Online compression is the process each in which compression is carried out on a live stream of data, as opposed to offline compression which would equate to a batch based methodology. The combination of these two approaches will most of the time deliver the best compression ration possible on a set of logs. Consider the following two lines:

89.123.105.255 [12/Dec/20016:07:09:53 +0200] "GET /images/thumbnail_2.jpg"
89.123.105.255 [12/Dec/20016:07:09:54 +0200] "GET /images/new_car_66.jpg"

An online algorithm which is tackling the stream of logs as they are received by the machine, can easily begin to compare the current line with the previously compressed. The algorithm matches characters from the line beginning, which in the example above equates to 36 chars including spaces:

89.123.105.255 [12/Dec/20016:07:09:5

Therefore we are now left with, the below whilst the first chunk is encoded as 128+36 which is 164.

3 +0200] "GET /images/thumbnail_2.jpg"
4 +0200] "GET /images/new_car_66.jpg"

The first unmatched char is left up to the first space and the process is repeated, this time matching 21 chars and encoding them as 149. No more spaces left in the log entry therefore the compression is complete and our log entry now looks like the below:

(164)4(149)new_car_66.jpg"

Which means the new compressed line contains 27 instead of 74 characters, which equates to a circa 64% compression.

Less Repetitive Logs

If the logs being compressed are less repetitive in nature, the second variant of the proposed algorithm helps to deal with this, by using a reference not to the previous line but to a block of them, usually 16. The index of the selected line is encoded as a single byte at the beggining of each line.

Offline Compression

Having completed the above steps on streaming logs we can apply a regular dictionary based method on batches of log files to complete our transformation. We can use generalist algorithms such as gzip or go one better and employ a custom dictionary approach which also encodes some frequently occuring types of data in weblogs.
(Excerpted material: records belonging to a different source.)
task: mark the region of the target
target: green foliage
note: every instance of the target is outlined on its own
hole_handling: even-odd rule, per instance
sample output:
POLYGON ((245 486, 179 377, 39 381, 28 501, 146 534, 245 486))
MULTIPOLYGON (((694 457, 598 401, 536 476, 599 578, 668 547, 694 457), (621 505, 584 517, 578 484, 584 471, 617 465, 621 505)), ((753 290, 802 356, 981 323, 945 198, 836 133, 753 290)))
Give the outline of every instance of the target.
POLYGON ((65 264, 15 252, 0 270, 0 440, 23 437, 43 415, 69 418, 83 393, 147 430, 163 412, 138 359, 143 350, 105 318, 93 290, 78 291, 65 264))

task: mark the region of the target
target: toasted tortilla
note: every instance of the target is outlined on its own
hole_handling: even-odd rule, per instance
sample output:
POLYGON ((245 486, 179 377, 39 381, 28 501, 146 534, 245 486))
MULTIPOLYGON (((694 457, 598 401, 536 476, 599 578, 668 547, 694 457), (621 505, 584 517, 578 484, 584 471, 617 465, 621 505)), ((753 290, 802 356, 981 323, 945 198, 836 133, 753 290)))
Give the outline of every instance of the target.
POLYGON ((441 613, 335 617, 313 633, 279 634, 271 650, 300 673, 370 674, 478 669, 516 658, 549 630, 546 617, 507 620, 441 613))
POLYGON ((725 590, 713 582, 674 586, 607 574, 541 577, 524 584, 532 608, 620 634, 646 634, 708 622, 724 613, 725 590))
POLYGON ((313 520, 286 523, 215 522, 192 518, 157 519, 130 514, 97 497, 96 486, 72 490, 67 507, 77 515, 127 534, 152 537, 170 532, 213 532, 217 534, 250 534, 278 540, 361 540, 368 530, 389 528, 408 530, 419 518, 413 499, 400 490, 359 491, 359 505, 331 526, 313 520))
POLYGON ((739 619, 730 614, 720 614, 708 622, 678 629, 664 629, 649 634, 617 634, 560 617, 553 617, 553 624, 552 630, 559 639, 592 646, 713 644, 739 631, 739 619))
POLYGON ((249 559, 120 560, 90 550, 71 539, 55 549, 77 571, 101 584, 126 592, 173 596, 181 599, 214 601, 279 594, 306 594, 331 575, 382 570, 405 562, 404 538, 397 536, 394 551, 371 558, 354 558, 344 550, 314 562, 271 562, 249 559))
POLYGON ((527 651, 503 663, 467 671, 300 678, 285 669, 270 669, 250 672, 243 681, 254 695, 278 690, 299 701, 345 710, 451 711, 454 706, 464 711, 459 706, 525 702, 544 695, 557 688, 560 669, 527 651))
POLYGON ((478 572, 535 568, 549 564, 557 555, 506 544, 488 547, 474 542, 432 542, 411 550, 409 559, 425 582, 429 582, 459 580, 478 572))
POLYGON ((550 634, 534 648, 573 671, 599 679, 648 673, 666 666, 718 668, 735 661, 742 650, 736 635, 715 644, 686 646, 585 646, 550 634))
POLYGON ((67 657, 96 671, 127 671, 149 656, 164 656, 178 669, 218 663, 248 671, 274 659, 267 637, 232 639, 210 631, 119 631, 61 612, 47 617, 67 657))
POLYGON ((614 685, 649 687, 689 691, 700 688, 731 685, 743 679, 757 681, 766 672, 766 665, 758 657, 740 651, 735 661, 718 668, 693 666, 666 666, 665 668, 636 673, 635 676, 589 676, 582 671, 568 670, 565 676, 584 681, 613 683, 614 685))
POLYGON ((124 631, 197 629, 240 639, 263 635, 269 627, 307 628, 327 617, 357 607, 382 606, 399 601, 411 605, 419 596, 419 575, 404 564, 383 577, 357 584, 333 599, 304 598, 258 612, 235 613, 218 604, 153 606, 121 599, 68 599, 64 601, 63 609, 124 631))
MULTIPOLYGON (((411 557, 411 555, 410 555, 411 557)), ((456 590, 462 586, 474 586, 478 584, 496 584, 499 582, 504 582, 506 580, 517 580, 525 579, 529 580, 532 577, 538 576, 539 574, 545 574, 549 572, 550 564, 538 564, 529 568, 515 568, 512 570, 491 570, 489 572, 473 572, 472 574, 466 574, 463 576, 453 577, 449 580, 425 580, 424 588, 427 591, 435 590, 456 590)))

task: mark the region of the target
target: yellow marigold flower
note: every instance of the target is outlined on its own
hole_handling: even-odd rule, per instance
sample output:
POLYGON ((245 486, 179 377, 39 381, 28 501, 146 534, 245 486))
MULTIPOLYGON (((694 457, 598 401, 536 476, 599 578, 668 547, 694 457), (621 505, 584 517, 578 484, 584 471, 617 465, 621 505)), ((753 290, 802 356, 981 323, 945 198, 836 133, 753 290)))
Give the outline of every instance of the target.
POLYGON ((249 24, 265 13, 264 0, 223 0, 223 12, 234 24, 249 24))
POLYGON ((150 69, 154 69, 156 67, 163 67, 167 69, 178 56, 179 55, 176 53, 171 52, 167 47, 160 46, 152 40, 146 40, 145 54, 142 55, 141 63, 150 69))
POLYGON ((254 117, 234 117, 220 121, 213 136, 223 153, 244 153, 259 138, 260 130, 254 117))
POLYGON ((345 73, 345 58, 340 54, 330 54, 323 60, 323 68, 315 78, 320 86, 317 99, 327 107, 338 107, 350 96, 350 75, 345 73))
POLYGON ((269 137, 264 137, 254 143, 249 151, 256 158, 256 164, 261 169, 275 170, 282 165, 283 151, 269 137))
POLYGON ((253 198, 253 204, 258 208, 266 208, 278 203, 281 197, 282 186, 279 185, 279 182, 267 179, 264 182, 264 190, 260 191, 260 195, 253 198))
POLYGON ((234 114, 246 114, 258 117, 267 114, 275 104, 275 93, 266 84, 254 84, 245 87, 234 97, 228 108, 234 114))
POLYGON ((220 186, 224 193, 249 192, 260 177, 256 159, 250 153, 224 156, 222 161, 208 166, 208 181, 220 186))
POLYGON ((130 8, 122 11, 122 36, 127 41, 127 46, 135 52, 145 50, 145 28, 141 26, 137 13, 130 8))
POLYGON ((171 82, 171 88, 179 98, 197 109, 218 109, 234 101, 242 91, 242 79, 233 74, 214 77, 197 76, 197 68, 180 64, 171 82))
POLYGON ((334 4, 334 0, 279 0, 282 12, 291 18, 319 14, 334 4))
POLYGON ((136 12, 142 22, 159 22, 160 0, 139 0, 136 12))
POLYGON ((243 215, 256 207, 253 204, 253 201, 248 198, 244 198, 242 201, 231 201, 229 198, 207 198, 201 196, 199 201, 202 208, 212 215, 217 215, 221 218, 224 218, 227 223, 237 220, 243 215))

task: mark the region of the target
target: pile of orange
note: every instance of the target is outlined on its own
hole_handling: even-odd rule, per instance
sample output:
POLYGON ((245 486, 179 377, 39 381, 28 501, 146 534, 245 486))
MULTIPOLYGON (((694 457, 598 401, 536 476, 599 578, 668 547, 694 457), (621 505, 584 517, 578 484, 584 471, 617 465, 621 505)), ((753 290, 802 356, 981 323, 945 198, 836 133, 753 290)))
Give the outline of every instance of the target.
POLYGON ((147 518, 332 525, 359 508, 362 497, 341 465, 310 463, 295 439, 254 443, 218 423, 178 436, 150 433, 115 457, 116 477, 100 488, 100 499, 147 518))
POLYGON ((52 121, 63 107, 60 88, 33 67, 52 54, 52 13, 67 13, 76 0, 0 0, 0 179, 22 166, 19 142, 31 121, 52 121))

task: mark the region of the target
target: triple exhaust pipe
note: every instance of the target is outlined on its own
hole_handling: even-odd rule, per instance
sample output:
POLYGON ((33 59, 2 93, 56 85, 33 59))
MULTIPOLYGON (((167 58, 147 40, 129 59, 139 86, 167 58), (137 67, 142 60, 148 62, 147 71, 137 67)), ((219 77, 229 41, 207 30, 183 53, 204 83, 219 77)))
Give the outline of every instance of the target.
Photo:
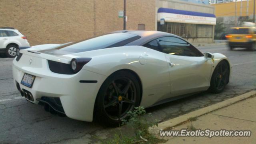
POLYGON ((34 101, 33 95, 32 95, 31 93, 23 90, 20 90, 20 94, 21 94, 22 96, 24 96, 29 100, 34 101))

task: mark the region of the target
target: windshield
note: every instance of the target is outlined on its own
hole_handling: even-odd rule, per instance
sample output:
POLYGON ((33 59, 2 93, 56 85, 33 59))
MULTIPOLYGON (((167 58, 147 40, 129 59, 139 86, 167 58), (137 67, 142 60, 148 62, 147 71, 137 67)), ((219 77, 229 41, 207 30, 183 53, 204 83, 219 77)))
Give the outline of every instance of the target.
POLYGON ((55 49, 79 52, 123 46, 140 38, 140 36, 128 33, 112 33, 62 45, 55 49))
POLYGON ((248 28, 232 28, 230 30, 230 34, 248 34, 248 28))

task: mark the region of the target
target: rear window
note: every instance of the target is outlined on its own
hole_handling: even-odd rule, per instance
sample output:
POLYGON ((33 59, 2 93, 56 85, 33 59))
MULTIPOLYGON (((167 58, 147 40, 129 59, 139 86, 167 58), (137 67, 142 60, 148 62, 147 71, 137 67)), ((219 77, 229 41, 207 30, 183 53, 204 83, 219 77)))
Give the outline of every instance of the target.
POLYGON ((6 31, 6 32, 8 34, 8 36, 17 36, 19 35, 18 34, 17 34, 16 32, 14 31, 8 30, 8 31, 6 31))
POLYGON ((249 34, 248 28, 232 28, 230 30, 230 34, 249 34))
POLYGON ((56 48, 55 49, 74 52, 82 52, 123 46, 140 37, 128 33, 113 33, 69 43, 56 48))

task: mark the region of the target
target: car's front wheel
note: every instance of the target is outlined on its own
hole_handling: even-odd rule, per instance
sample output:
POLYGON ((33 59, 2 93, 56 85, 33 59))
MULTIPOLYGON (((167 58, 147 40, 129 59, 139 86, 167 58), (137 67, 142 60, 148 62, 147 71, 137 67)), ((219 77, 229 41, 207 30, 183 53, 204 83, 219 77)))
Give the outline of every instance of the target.
POLYGON ((17 55, 17 50, 18 48, 17 46, 11 45, 6 47, 6 54, 9 58, 14 58, 17 55))
POLYGON ((229 81, 230 70, 228 62, 222 60, 214 70, 209 90, 213 93, 219 93, 223 91, 229 81))
POLYGON ((108 77, 101 86, 95 104, 94 118, 104 125, 115 126, 127 118, 127 112, 139 105, 140 84, 135 76, 126 71, 108 77))

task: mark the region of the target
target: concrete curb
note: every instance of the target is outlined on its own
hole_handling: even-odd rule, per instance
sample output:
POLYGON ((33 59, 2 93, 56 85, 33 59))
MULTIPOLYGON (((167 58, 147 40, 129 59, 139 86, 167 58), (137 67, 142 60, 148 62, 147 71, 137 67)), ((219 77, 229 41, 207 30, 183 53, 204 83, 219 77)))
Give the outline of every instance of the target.
POLYGON ((158 127, 150 128, 149 130, 154 133, 156 132, 158 133, 159 130, 167 130, 167 129, 168 128, 172 128, 174 126, 179 125, 188 121, 189 118, 195 118, 201 116, 213 111, 230 106, 234 103, 248 98, 255 94, 256 94, 256 91, 252 91, 222 102, 220 102, 216 104, 190 112, 190 113, 180 116, 174 119, 160 122, 158 124, 158 127), (156 131, 156 130, 157 130, 156 131))

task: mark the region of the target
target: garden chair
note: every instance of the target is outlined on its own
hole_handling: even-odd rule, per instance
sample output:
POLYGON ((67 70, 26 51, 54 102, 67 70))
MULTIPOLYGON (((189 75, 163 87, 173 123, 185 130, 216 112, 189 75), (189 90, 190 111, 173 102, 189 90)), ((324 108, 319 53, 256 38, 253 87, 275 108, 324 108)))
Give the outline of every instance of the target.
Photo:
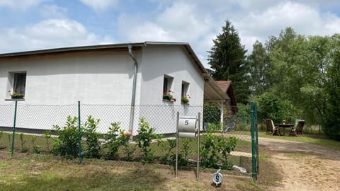
POLYGON ((267 134, 281 135, 278 127, 275 126, 271 119, 266 119, 266 125, 267 127, 267 134))
POLYGON ((290 129, 290 133, 289 135, 293 135, 297 137, 298 134, 301 134, 303 136, 303 126, 305 125, 305 121, 300 120, 296 120, 295 124, 293 127, 290 129))
POLYGON ((230 123, 230 125, 223 127, 223 132, 226 132, 227 131, 232 131, 232 130, 234 130, 234 127, 235 127, 235 124, 234 123, 230 123))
For example, dates in YYYY-MM-DD format can be denoted with a two byte long interger whose value is the difference in days from a specific point in time 1990-01-01 for example. IP addresses are replace with a flag representing this data type and excoded as a sequence of four bytes representing each octet.

Conclusion

I will be looking to complete implementation and testing of this approach and will be happy to share the script so you too can test on your weblogs!